Support Assistance is charged on an hourly, daily, or per Service fee depending on the type of Support Assistance requested. If
not otherwise prepaid, We will deduct an appropriate number of Support Assistance hours, rounded up to the nearest hour, to
cover the value of a daily rate or fixed fee Support Assistance engagement. Your Services Resource can provide You with the rates
applicable to the Support Assistance services requested. If You ordered one type of Support Assistance service and wish to
exchange it for another, You may apply those hours to an alternative service where available and agreed with Your Services
Resource.
2.3 Designated Support Engineering. Designated Support Engineering ("DSE") is available during normal business hours and
supports the specific Microsoft products/technologies You select with a focus on delivering engaged, hands-on preventative
support. We will deduct Designated Support Engineering from the total number of Designated Support Engineering hours You
purchased. After normal business hours, You should follow existing Premier Support procedures for initiating and escalating
incidents.
Designated Support Engineering resource(s) will be allocated, prioritized and assigned as agreed upon by both parties during an
engagement initiation meeting, which will be documented and delivered to You as part of Your Service Delivery Plan. The focus
areas for DSE services include:
a Problem Prevention and Resolution services designed to:
• Help You develop and implement strategies for providing proactive support to help prevent future incidents
and increase availability of Your covered Microsoft technologies.
• Help determine root cause of recurring incidents and provide recommendations to prevent further
disruptions in the designated Microsoft technologies.
b. Technical and Business Focus designed to help You:
• Maintain deep knowledge of Your current and future business requirements and configuration of Your
information technology environment.
• Proactively document recommendations of the use of Premier Support related deliverables, e.g.
supportability reviews, health checks, workshops, risk assessment programs, etc.
• Help make Your deployment and operation activities consistent with Your planned and current
implementations of Microsoft technologies.
• Enhance Your support staffs' technical and operational skills.

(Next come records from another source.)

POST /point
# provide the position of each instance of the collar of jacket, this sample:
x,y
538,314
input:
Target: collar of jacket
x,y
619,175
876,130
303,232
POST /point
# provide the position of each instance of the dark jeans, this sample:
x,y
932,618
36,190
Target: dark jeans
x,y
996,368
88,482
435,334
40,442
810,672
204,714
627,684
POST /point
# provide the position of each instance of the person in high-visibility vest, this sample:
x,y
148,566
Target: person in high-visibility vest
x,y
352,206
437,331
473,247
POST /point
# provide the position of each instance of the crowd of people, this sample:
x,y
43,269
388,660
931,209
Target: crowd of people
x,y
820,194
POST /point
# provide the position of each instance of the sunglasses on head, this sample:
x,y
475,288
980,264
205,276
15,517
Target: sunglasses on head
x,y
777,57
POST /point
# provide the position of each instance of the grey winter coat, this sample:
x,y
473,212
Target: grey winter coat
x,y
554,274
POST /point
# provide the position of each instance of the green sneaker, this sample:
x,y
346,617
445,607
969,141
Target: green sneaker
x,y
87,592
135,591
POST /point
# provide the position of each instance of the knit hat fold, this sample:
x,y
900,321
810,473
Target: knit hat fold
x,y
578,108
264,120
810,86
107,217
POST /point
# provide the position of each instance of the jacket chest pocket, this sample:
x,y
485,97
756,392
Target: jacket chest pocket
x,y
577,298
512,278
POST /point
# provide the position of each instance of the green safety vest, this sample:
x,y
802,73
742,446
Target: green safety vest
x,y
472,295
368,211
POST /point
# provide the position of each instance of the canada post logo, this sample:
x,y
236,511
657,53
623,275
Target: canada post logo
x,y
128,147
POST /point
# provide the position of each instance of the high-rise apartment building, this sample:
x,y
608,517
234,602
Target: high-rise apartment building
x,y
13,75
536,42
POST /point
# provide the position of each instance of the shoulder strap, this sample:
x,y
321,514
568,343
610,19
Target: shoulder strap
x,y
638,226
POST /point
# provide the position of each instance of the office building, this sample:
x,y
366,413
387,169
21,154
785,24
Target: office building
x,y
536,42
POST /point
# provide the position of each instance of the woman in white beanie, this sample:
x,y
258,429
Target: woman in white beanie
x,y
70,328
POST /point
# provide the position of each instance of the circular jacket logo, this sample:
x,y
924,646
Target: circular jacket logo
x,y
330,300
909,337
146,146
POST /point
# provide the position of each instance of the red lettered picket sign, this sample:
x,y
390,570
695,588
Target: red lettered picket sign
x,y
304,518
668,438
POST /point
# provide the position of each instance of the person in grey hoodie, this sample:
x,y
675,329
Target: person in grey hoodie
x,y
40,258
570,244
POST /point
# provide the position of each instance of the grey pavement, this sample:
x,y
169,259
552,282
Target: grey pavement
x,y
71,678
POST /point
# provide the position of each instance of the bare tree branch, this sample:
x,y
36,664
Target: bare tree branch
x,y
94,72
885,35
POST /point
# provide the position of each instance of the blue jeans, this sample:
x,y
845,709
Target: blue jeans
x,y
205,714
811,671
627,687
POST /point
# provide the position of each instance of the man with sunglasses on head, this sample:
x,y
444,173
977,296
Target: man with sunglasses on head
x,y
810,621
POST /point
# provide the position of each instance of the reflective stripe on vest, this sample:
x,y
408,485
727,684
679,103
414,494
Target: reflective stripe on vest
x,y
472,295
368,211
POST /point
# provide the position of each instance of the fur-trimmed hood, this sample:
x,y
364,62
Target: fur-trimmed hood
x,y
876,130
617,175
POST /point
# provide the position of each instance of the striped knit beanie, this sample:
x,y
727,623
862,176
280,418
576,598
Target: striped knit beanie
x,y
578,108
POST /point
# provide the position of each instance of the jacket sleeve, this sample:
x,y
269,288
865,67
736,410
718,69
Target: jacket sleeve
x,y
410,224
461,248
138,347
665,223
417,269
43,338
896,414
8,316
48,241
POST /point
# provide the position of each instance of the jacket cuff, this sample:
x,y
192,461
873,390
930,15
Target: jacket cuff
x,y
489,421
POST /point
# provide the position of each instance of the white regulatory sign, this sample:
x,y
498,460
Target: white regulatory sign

• Encourage and assist in the creation and maintenance of customer -specific documentation to support Your
environment configuration, disaster recovery, network topology, etc. for the designated Microsoft
technologies.
2.4 Workshops and Events. The goal of Workshops and Events are to provide You with technical information to assist
in the supportability, development or deployment of Microsoft technologies. Additional benefits may include instruction
to help reduce the number and impact of problems related to Microsoft Products which You experience.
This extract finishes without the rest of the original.